I found love and love found me.
The past few months, I found myself trying to fight it: out of protection, out of nonacceptance, out of fear, out of not feeling worthy or deserving. My mind and my heart were in conflicting states — my mind being protective of my heart. Telling me of all the things I “should be” doing instead. All the stuff I should work on instead. How to prioritize differently. But despite all of those negative reasons, love held on. And here I am today.
It feels different this time around. It is like when people say you have found your better half and you would do anything to to fight for that person. That you are in it for the long haul.

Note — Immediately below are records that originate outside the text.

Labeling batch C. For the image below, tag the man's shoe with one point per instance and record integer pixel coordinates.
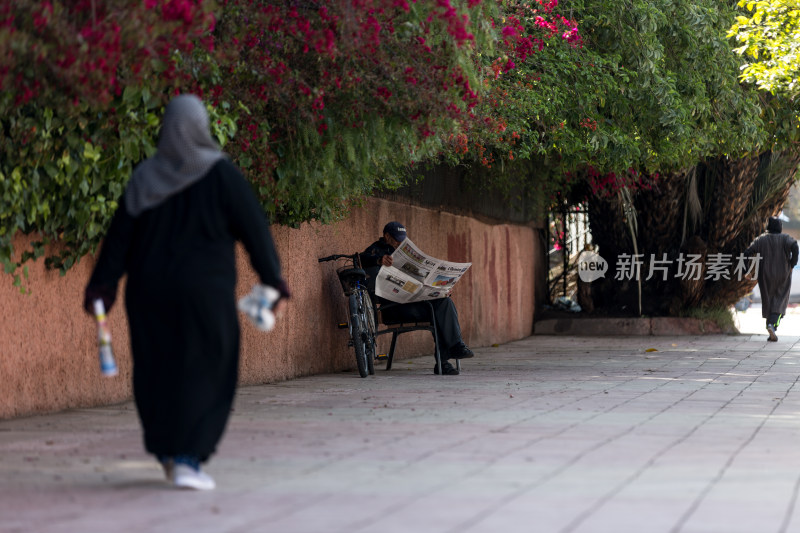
(460, 351)
(447, 369)
(187, 477)
(168, 465)
(772, 336)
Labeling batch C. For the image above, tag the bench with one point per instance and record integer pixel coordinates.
(398, 328)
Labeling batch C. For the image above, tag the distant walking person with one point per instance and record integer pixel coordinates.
(778, 253)
(174, 235)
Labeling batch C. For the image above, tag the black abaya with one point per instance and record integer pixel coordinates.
(180, 261)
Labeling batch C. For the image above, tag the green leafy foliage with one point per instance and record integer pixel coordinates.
(769, 44)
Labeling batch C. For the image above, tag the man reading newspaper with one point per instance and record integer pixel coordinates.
(419, 278)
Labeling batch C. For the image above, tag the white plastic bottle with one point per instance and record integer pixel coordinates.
(108, 366)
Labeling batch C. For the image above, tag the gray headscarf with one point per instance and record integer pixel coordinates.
(186, 152)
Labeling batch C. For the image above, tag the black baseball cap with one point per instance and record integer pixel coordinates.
(396, 230)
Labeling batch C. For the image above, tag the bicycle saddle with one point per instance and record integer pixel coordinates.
(352, 274)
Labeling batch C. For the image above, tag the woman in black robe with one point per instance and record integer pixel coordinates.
(174, 235)
(778, 254)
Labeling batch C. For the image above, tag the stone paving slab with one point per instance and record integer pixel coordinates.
(547, 434)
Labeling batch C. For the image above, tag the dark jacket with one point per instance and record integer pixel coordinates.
(370, 260)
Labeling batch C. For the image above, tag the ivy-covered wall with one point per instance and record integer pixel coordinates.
(48, 354)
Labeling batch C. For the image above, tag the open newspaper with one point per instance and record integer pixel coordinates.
(415, 276)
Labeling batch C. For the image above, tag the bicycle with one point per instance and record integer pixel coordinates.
(361, 314)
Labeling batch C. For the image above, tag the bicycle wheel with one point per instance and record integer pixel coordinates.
(358, 334)
(369, 313)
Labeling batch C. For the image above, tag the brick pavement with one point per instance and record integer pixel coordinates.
(547, 434)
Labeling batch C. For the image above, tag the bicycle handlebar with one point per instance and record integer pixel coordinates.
(336, 256)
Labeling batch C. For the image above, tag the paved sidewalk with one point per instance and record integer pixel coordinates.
(547, 434)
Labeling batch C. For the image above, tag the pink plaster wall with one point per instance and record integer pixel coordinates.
(48, 354)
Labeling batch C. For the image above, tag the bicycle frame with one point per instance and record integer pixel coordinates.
(360, 313)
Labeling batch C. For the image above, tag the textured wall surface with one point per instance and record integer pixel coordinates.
(48, 351)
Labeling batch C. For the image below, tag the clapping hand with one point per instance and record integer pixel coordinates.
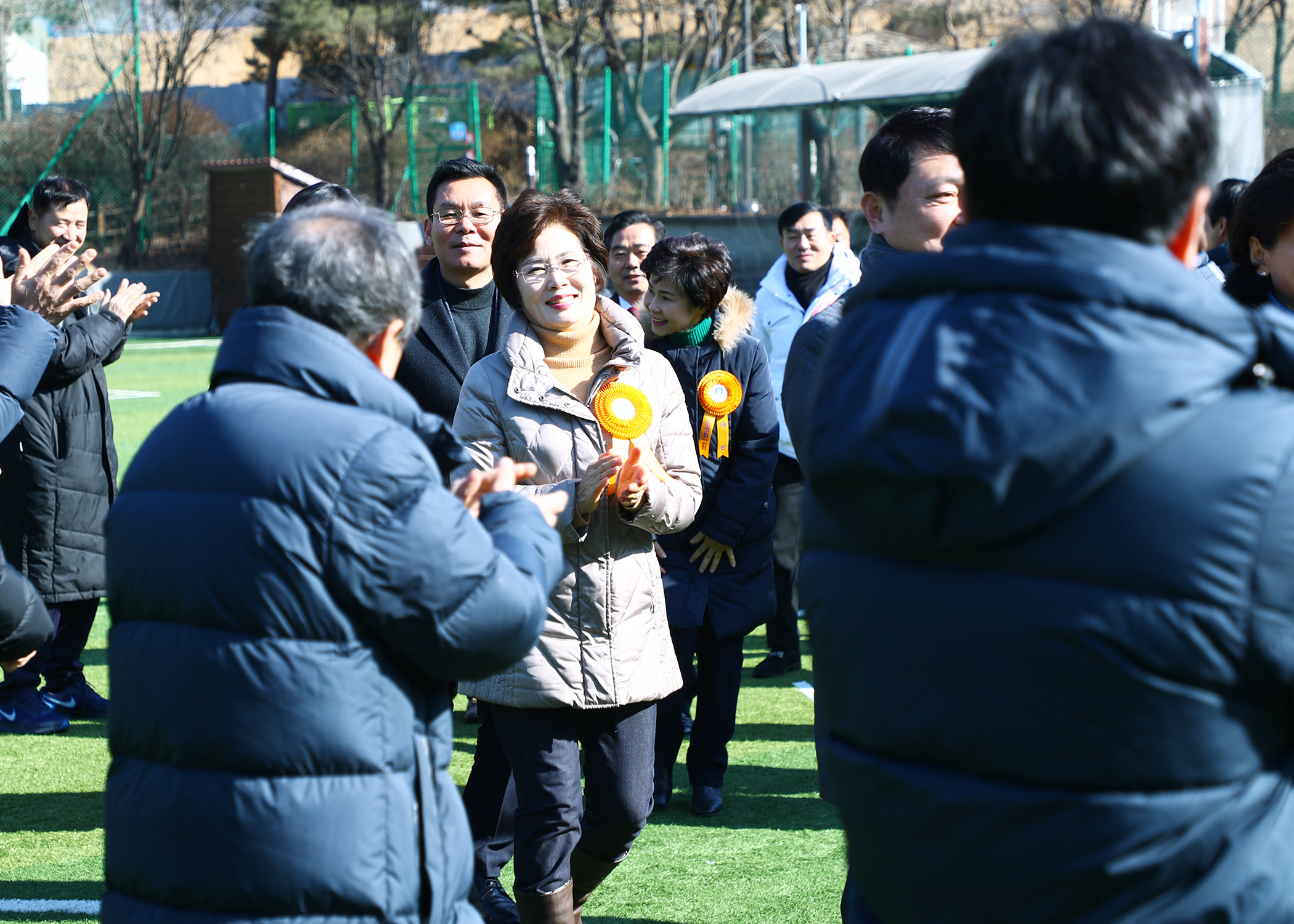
(503, 477)
(635, 478)
(47, 283)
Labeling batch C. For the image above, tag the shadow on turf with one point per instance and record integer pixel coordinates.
(54, 891)
(49, 812)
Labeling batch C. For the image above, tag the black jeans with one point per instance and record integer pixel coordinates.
(489, 799)
(718, 679)
(59, 659)
(544, 748)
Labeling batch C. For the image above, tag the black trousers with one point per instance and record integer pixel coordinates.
(489, 799)
(59, 659)
(783, 630)
(717, 678)
(551, 819)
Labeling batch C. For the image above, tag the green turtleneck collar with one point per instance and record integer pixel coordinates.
(694, 337)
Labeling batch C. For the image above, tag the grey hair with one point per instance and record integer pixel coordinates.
(343, 265)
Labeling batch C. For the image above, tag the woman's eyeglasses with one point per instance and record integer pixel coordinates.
(537, 274)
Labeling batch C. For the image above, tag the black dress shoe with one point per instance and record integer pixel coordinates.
(494, 902)
(663, 790)
(707, 800)
(777, 664)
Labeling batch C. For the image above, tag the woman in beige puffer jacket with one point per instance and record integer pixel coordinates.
(604, 657)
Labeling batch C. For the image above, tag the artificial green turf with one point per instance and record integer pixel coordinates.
(774, 854)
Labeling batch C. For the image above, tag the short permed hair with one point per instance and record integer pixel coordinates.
(797, 211)
(56, 192)
(1264, 211)
(343, 265)
(702, 268)
(1224, 198)
(523, 223)
(463, 169)
(1103, 126)
(906, 136)
(632, 217)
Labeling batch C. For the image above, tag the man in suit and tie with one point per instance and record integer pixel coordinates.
(463, 317)
(463, 320)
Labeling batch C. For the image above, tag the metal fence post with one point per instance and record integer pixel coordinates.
(413, 155)
(606, 132)
(352, 175)
(733, 149)
(664, 132)
(474, 105)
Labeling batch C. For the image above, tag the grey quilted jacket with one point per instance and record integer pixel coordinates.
(606, 639)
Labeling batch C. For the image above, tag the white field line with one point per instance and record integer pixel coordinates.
(41, 906)
(214, 342)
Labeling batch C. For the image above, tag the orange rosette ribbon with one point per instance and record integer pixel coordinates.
(625, 413)
(720, 394)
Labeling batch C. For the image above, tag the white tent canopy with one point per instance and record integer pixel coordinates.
(902, 79)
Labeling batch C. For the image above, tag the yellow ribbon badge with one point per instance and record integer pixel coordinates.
(720, 394)
(625, 413)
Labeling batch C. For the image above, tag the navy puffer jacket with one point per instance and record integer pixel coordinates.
(738, 506)
(294, 594)
(1050, 576)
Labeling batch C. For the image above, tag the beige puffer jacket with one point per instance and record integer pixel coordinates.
(606, 641)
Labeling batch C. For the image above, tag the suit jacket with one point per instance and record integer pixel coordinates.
(435, 363)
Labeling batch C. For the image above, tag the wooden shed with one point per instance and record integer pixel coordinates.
(245, 195)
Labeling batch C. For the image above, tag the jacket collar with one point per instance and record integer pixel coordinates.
(531, 381)
(269, 343)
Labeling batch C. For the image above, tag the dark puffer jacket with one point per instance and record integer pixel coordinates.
(294, 594)
(738, 504)
(1050, 576)
(59, 466)
(26, 342)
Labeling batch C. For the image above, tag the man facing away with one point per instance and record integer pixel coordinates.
(294, 596)
(1047, 557)
(812, 274)
(629, 238)
(59, 476)
(911, 197)
(463, 317)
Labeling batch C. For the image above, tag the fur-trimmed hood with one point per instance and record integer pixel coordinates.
(734, 318)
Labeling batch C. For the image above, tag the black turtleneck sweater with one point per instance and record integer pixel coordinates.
(805, 286)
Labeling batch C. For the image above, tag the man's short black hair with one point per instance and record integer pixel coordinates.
(463, 169)
(320, 195)
(801, 209)
(57, 192)
(1102, 126)
(906, 136)
(633, 217)
(701, 267)
(1223, 202)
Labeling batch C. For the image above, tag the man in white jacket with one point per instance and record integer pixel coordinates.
(812, 274)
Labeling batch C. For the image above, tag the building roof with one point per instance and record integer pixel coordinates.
(908, 79)
(280, 168)
(935, 78)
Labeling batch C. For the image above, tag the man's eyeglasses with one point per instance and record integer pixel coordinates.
(536, 274)
(478, 216)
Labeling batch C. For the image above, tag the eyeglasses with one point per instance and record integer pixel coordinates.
(478, 216)
(537, 274)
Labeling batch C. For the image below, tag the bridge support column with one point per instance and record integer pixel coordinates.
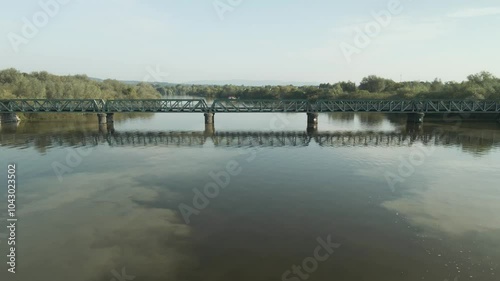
(416, 117)
(110, 118)
(101, 118)
(209, 130)
(312, 120)
(9, 118)
(209, 118)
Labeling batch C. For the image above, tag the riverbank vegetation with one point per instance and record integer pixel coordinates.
(477, 86)
(42, 85)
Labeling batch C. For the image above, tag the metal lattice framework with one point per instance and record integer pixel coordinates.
(173, 105)
(407, 106)
(246, 139)
(41, 105)
(249, 106)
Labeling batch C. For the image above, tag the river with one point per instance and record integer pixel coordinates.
(258, 197)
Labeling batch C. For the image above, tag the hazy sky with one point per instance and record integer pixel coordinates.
(287, 40)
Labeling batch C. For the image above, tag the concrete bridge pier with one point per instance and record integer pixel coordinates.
(312, 120)
(101, 118)
(209, 130)
(209, 118)
(110, 118)
(9, 118)
(9, 128)
(416, 118)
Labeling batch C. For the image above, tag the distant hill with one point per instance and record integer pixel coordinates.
(221, 83)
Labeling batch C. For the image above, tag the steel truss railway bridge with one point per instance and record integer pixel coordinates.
(415, 109)
(245, 139)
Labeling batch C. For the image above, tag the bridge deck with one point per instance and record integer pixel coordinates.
(247, 106)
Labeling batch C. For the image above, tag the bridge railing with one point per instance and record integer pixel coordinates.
(51, 105)
(407, 106)
(246, 106)
(166, 105)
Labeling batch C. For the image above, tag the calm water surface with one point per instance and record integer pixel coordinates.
(401, 203)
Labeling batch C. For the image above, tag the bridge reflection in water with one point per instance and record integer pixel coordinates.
(429, 136)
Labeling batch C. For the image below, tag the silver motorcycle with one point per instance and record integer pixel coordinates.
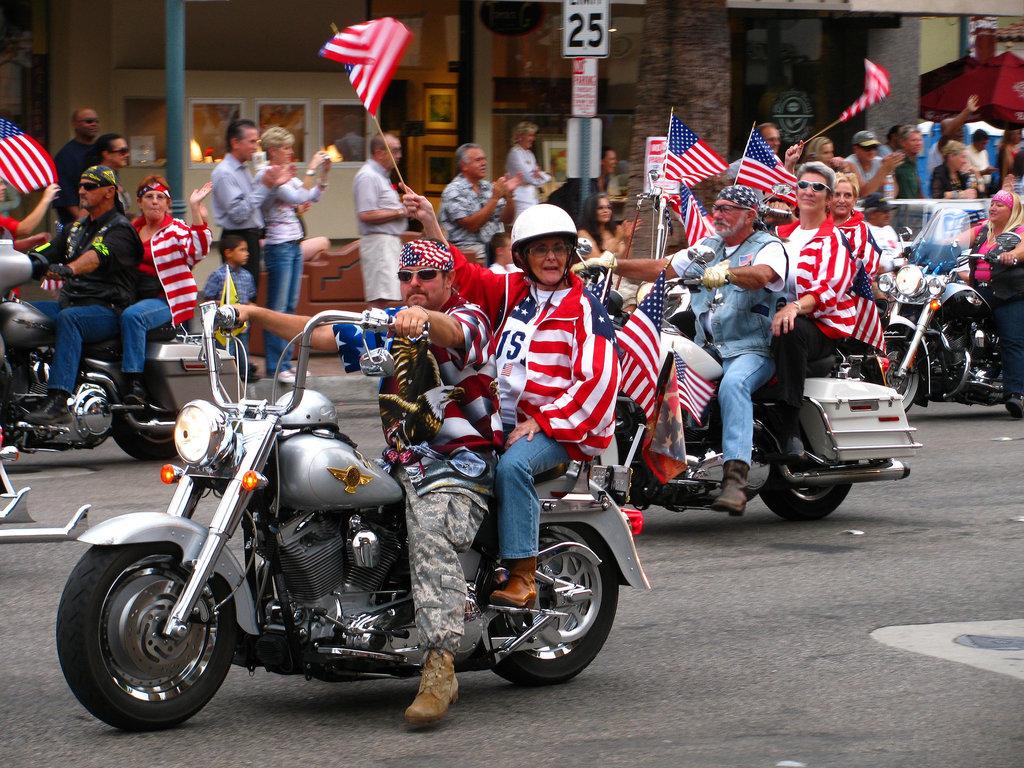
(303, 567)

I miss Jak when I don’t see him. I love spending time with him. He makes me smile and laugh every day. He challenges me to think differently. He shows me how to be more compassionate. He slows me down. He wipes my tears and holds me tight. He calms my worries and fears. He tells me I am beautiful. He tells me I am talented. He dreams big with me, but tells me when I am being silly or unrealistic. He motivates and encourages and supports my aspirations and creative endeavors.
He buys me chocolate cake and milk.
My life is changing and I love every minute of it. I am in love.
This is happiness; this is love; this is what makes life divine.